Congress Works On Omnibus Spending Bill

May Include Suspension of HOS Restart

By Eugene Mulero, Staff Reporter

This story appears in the Nov. 17 print edition of Transport Topics.

House and Senate Appropriations funding leaders plan to unveil a fiscal 2015 omnibus spending bill soon — a measure backed by trucking leaders hoping to turn back a law regulating how long a driver can be behind the wheel.

The omnibus bill would be designed to keep the federal government funded through Sept. 30.



Trucking executives support the move because an omnibus would be an ideal legislative vehicle for advancing a proposal that would suspend for a year the Federal Motor Carrier Safety Administration’s hours-of-service rule that requires drivers to take off two consecutive periods of 1 a.m. to 5 a.m. during a 34-hour restart.

The proposal to suspend the HOS rule was introduced by Sen. Susan Collins (R-Maine), and a Senate committee attached it to a fiscal 2015 transportation funding bill.

That transportation funding bill could be included in an omnibus package, sources say.

Republican leaders are arguing in favor of an omnibus, as a way to clear the legislative slate for the GOP majorities in both chambers to start fresh with fiscal 2016 measures.

“I think we need to get old business behind us and start off with a clean slate in January,” Rep. Hal Rogers (R-Ky.), chairman of the House Appropriations Committee, told reporters.

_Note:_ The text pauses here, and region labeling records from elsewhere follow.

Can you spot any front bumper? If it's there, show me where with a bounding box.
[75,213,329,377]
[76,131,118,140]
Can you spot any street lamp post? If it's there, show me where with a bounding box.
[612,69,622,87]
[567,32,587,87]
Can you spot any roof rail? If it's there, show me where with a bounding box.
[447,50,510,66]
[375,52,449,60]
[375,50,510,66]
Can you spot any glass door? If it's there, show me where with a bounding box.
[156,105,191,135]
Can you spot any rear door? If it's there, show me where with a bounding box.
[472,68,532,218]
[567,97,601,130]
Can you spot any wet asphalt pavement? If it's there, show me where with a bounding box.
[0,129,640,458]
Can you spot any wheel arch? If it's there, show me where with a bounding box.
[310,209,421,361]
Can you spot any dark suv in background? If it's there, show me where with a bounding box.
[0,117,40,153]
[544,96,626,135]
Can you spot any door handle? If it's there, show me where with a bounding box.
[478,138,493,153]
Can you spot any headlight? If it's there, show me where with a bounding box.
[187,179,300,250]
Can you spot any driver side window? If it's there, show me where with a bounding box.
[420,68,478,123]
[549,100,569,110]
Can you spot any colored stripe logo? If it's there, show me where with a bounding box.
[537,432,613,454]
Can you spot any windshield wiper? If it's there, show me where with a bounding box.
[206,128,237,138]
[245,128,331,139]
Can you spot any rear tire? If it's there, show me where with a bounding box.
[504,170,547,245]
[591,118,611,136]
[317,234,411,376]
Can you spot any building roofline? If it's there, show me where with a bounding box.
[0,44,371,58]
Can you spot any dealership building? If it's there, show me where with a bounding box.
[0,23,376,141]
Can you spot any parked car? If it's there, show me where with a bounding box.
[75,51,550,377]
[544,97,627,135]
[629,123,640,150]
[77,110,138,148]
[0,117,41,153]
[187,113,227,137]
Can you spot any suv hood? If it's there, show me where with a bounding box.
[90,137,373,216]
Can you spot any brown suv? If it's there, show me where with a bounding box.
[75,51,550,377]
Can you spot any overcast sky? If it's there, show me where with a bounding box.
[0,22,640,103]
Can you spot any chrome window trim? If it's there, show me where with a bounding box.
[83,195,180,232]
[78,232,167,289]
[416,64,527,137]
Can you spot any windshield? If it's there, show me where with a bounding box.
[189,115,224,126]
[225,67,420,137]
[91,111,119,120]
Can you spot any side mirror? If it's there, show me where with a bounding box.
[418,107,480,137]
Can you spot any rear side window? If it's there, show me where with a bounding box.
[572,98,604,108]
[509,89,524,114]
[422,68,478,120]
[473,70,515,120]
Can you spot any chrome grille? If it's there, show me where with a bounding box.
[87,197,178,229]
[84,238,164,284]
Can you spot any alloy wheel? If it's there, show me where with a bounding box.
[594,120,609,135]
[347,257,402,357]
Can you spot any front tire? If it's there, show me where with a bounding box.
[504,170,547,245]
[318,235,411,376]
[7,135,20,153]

But a group of tea party conservatives in the House and Senate have come out against the omnibus, opting for replacing the continuing resolution, or CR, with a new one.

They argue that spending bills for fiscal 2015 should be written not by a lame-duck Congress but by House Republicans next year after a new, approximately three-month-long continuing resolution is signed by President Obama.

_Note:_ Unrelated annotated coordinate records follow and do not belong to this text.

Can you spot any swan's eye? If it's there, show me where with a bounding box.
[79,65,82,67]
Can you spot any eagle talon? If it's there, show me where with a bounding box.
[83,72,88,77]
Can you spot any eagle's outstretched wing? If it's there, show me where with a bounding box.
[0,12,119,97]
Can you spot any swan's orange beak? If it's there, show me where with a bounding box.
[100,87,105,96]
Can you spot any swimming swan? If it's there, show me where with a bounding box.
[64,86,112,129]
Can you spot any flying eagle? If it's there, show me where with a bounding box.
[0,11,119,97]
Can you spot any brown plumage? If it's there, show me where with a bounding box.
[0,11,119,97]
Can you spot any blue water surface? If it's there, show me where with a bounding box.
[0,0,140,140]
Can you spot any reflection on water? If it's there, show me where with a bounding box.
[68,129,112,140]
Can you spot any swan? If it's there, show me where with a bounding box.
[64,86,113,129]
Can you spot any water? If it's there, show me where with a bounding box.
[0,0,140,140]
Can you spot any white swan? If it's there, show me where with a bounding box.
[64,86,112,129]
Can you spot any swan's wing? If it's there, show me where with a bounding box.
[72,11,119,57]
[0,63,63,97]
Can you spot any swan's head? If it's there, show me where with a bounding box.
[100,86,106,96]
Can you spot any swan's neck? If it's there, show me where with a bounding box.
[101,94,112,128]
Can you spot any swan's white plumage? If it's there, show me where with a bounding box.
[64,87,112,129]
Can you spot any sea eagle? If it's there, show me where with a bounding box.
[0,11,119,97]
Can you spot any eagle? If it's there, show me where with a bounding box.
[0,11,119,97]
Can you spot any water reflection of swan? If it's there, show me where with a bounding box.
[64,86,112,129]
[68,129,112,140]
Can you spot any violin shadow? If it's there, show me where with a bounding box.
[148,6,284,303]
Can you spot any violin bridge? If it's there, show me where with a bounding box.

“It doesn’t make any sense to me to say, ‘Let’s negotiate before we have a better position,’ ” Rep. Tim Huelskamp (R-Kan.), told reporters. In the Senate, Republican Ted Cruz of Texas has indicated a CR should be Congress’ priority in the lame-duck session.

Tea party-backed members and other Republicans also oppose including legislative language related to immigration reform in the omnibus bill.

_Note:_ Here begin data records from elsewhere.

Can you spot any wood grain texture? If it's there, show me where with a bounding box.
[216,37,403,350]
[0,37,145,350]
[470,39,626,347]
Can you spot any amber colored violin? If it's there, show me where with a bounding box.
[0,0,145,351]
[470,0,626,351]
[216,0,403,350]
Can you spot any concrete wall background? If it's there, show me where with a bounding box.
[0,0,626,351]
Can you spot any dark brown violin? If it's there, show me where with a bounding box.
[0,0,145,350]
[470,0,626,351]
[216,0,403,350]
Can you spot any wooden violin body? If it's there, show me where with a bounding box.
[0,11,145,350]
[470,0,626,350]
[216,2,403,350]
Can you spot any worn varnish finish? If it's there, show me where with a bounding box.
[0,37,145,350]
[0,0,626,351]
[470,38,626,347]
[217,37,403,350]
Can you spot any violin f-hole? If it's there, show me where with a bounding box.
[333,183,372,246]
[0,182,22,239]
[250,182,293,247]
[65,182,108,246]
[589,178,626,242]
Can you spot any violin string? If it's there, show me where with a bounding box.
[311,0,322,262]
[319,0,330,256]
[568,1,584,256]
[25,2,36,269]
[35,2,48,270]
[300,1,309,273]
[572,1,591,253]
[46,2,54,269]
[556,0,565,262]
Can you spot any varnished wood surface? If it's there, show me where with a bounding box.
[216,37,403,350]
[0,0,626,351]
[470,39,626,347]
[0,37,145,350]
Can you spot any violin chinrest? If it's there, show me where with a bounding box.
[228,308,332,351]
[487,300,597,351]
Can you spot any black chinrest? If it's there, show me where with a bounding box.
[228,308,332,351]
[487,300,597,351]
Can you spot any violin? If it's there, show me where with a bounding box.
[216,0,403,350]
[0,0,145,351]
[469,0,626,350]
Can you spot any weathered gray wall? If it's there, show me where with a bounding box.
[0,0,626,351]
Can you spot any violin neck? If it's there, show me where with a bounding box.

Republican Rep. Matt Salmon of Arizona has collected the signatures of more than 50 colleagues asking Rogers and the Republican leadership to include a provision in the omnibus that would block an executive order on immigration by Obama.

Current funding for federal agencies expires Dec. 11, under a continuing resolution that Congress passed before the midterm elections. Since leaders from both parties say they reject shutting down the federal government, lawmakers can either pass another temporary continuing funding resolution or a fiscal 2015 omnibus bill during this current lame-duck session.

The omnibus would consist of the appropriations bills that provide funding for the federal agencies, such as the Department of Transportation. The Federal Motor Carrier Safety Administration, which is part of DOT, would be funded through an omnibus bill.

In a letter to members of Congress, American Trucking Associations President Bill Graves asked them to pass an omnibus in the lame-duck session.

“There is no good reason to avoid passage of an omnibus spending bill this year,” Graves wrote Nov. 6. “Passage of an omnibus appropriations bill this year will allow Congress to focus its time and energies on the critical domestic and foreign policy issues that will have to be addressed” in the next Congress that starts in January.

Graves also asked the federation’s members to urge their elected officials in Congress to sign off on the omnibus legislative package.